Notes From the House of Dead - Fyodor Dostoevsky

Fyodor Dostoevsky was sent to a Siberian camp because of his participation in the Petrashevsky circle that protested the Tsar autocracy. Initially sentenced to death and actually facing the firing range, the executions were stopped dramatically by a letter from the Tsar, sentencing the writer for eight years hard labor instead.

Dostoevsky writes about his experiences in the prison in great detail. His feelings at the long days ahead with no hope, no freedom. He is disliked by the common prisoners fro being a nobleman and he is never able to bridge that gap between himself and the others. There are many people he meets and is influenced by - some cruel, some generous, some fragile. The ways of the prison, the good in the bad, the paradoxes of life all come through in his descriptions of his days.

The dread of walking into the prison, the unfriendly faces and a few friendly ones, the beatings as prescribed by sentence which had to be broken up because the pain was too much, the food, the differences in classes within, the quiet business that goes on when one wants some good food to celebrate, some liquor and even some women. He describes how one manages with shackles on feet - they wore some protection because the feet get chafed and cut, how to remove clothes carefully through the shackles, how to constantly sleep, live with those shackles. The bathhouse scene is described beautifully, the prison animals and how some prisoners loved the animals and how others ate them up.

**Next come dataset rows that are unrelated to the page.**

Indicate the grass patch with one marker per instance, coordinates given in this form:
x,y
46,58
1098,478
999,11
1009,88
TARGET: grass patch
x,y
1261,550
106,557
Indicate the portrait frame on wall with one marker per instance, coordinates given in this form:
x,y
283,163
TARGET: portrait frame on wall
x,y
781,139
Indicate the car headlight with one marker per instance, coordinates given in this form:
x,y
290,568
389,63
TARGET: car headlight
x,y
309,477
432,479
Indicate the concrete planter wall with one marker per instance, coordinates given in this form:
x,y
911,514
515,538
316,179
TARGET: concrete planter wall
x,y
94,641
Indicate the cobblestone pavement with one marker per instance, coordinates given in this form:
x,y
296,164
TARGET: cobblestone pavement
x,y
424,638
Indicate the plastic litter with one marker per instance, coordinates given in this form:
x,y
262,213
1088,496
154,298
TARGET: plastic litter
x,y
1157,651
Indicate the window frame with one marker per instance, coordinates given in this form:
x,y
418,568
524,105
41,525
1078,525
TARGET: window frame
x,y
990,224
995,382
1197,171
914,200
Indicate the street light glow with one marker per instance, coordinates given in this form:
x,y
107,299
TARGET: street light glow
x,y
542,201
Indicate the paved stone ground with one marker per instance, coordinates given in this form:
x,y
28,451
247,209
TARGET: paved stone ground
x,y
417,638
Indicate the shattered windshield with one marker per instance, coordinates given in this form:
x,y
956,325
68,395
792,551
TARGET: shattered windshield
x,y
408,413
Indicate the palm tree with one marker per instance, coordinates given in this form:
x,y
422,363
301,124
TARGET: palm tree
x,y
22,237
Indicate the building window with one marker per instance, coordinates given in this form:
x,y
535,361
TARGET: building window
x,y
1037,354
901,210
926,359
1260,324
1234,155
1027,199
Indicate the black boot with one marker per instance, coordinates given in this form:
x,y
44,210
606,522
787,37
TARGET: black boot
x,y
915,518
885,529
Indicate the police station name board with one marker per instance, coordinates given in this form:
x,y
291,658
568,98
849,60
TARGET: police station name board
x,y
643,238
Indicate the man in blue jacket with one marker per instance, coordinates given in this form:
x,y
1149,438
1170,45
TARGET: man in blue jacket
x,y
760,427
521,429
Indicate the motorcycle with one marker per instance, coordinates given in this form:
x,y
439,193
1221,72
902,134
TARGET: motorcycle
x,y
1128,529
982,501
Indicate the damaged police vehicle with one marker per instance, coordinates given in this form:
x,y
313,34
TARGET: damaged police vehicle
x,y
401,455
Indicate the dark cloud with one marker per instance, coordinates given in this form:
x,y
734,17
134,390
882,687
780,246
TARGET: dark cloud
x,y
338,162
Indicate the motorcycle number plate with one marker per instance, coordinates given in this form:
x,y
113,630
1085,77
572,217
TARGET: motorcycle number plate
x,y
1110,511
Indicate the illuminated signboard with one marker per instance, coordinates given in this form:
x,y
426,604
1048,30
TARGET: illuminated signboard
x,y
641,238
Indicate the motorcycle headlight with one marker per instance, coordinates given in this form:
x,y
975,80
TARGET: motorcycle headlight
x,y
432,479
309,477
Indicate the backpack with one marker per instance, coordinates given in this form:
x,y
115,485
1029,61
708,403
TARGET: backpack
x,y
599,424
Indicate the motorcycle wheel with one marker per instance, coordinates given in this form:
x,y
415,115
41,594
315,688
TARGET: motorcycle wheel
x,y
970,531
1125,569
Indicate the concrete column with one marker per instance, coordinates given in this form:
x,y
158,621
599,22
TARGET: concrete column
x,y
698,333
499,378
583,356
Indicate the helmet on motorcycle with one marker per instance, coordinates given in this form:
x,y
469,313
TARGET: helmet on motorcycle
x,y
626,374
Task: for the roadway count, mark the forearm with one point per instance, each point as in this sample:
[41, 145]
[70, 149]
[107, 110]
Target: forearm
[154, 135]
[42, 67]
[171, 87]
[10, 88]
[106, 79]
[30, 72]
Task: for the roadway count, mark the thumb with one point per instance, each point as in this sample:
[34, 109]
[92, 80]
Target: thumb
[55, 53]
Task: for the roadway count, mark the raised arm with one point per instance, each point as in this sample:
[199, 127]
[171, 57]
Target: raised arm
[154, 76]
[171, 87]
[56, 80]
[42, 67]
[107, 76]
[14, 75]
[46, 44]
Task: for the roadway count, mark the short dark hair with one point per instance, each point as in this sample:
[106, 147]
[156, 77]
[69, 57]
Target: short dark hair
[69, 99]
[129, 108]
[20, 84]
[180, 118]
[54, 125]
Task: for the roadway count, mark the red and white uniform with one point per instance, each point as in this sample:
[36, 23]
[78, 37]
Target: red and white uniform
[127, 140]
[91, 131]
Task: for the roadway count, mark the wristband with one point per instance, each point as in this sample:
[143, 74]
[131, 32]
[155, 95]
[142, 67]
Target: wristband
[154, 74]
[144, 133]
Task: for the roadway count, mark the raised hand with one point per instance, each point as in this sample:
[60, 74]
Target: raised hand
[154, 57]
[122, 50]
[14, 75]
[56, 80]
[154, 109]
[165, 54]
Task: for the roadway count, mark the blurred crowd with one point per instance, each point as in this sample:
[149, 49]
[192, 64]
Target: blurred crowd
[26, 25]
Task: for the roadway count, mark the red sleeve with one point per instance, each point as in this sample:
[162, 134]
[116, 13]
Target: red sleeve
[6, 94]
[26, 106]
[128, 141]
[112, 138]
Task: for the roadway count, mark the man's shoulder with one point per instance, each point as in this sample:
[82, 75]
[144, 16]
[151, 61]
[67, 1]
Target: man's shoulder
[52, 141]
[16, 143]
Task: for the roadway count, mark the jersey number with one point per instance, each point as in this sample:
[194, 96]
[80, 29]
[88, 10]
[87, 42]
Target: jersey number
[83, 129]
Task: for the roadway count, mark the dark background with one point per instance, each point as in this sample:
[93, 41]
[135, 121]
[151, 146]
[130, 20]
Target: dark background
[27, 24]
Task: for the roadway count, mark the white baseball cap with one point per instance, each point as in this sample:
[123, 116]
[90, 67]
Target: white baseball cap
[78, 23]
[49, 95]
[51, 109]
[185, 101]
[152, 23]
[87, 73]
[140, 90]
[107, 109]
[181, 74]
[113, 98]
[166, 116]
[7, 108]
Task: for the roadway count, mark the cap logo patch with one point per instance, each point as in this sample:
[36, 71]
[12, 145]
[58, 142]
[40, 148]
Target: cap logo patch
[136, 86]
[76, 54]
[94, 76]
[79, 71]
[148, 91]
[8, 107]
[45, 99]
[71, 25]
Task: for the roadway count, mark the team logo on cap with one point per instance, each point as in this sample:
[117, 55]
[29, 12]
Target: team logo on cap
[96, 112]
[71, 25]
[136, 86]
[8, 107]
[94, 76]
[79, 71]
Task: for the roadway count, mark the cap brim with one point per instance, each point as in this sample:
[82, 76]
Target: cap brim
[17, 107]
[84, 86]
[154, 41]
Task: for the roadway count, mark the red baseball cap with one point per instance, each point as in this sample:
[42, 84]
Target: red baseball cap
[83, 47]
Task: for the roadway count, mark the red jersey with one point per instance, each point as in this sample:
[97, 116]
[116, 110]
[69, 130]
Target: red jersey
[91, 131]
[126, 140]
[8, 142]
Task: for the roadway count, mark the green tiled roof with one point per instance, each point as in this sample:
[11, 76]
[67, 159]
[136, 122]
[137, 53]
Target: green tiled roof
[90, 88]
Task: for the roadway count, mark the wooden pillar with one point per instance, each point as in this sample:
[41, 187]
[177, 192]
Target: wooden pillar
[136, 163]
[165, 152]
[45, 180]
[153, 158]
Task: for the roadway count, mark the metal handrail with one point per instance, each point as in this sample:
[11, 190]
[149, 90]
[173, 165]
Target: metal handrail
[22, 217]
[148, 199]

The prison warden, Major, is a much-hated man and he loses his job in the end and ends up in a bad way causing the author to wonder at how much difference a uniform does to a person. In his letters to his brothers, Dostoevsky mentions how he met some of the kindest, generous and intelligent people in the prison. Some mates die, some try to escape, some reconcile to their fate, some serve sentences for crimes they did not commit, some commit crimes too cruel to even recount.

All in all a slow, painful read that gave a good account of the prison and life inside the prison. Thanks Sagar. One from your collection.